Lindsay Overbay's two young kids were snuggled on her lap Tuesday morning before she left for her job as a medical assistant at the Allina Clinic on Crossroads Campus Drive in Buffalo.
That's the final image Donnie Overbay will have of the three of them.
On Wednesday, he told his 8-year-old son and 5-year-old daughter that their mom with the big, buoyant laugh wasn't coming home. They don't yet know that she died of gun violence, and he knows they don't fully comprehend that she isn't coming back. "When it gets to be a couple weeks, I have to tell them, 'She's in heaven watching over you guys,' " Donnie Overbay said, adding that he's also going to tell them she was the "one of the strongest, smartest, wittiest" people he knew.
He's coping with his own shock at the abrupt, violent loss of his wife of 10 years at the hands of a gunman at the clinic Tuesday.
On Wednesday Allina officials also identified Sherry Curtis, a licensed practical nurse at Allina Health since 2013, who was also injured in the shooting. The families of the other three surviving victims asked that they not be identified.

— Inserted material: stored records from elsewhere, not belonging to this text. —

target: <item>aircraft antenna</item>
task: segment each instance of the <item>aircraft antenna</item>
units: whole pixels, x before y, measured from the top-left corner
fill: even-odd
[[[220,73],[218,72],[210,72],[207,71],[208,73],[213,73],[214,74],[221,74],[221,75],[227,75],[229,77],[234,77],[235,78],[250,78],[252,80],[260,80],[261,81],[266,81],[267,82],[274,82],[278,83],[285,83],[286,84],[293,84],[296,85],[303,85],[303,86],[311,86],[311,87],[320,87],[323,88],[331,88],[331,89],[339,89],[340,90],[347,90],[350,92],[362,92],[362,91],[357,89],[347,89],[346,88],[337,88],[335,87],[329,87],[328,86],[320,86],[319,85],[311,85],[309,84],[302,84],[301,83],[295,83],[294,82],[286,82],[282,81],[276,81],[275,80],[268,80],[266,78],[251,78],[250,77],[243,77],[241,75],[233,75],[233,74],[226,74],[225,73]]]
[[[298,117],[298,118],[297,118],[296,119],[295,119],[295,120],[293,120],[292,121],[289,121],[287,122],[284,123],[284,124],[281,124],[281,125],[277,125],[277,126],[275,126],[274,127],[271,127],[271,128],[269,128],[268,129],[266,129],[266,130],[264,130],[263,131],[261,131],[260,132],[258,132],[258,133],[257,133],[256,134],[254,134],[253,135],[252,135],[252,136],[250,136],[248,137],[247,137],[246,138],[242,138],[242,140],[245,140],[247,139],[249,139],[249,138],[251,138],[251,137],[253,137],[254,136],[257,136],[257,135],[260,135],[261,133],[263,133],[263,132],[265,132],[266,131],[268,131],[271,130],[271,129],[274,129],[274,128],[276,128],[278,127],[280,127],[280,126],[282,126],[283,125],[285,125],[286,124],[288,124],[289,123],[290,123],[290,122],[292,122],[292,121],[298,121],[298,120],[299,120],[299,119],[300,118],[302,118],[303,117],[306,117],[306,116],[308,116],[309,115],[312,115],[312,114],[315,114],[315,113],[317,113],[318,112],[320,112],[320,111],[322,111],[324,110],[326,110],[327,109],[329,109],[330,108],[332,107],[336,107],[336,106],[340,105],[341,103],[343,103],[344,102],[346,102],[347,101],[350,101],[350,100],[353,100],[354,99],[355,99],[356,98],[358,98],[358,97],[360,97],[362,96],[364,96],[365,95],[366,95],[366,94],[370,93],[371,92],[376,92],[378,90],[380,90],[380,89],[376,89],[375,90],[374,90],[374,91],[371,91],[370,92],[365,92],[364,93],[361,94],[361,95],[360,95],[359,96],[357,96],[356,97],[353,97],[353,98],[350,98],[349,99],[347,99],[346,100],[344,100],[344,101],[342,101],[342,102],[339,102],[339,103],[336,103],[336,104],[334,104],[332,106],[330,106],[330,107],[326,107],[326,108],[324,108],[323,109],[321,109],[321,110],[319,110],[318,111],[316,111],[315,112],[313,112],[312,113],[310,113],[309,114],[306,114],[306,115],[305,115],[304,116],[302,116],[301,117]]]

Overbay, 37, was a medical assistant who had recently become a certified nursing assistant and applied to a program to learn sonography because she was fascinated with internal organs, especially the human heart. She also wanted to earn more money for her young family.
Born Lindsay Wilfahrt in New Ulm, she was the youngest of three daughters. She earned a journalism degree at St. Cloud State University, then moved to Las Vegas to write for a poker website. That's where she met Donnie Overbay, who became a licensed union electrician.
After they met, she went back to school to become a medical assistant, landed a job and liked the work, her husband said. "She loved old guys and old women, especially when they were at the age where they said the first thing that came to mind," he said, adding that she loved babies, too, but hated to cause them pain with shots.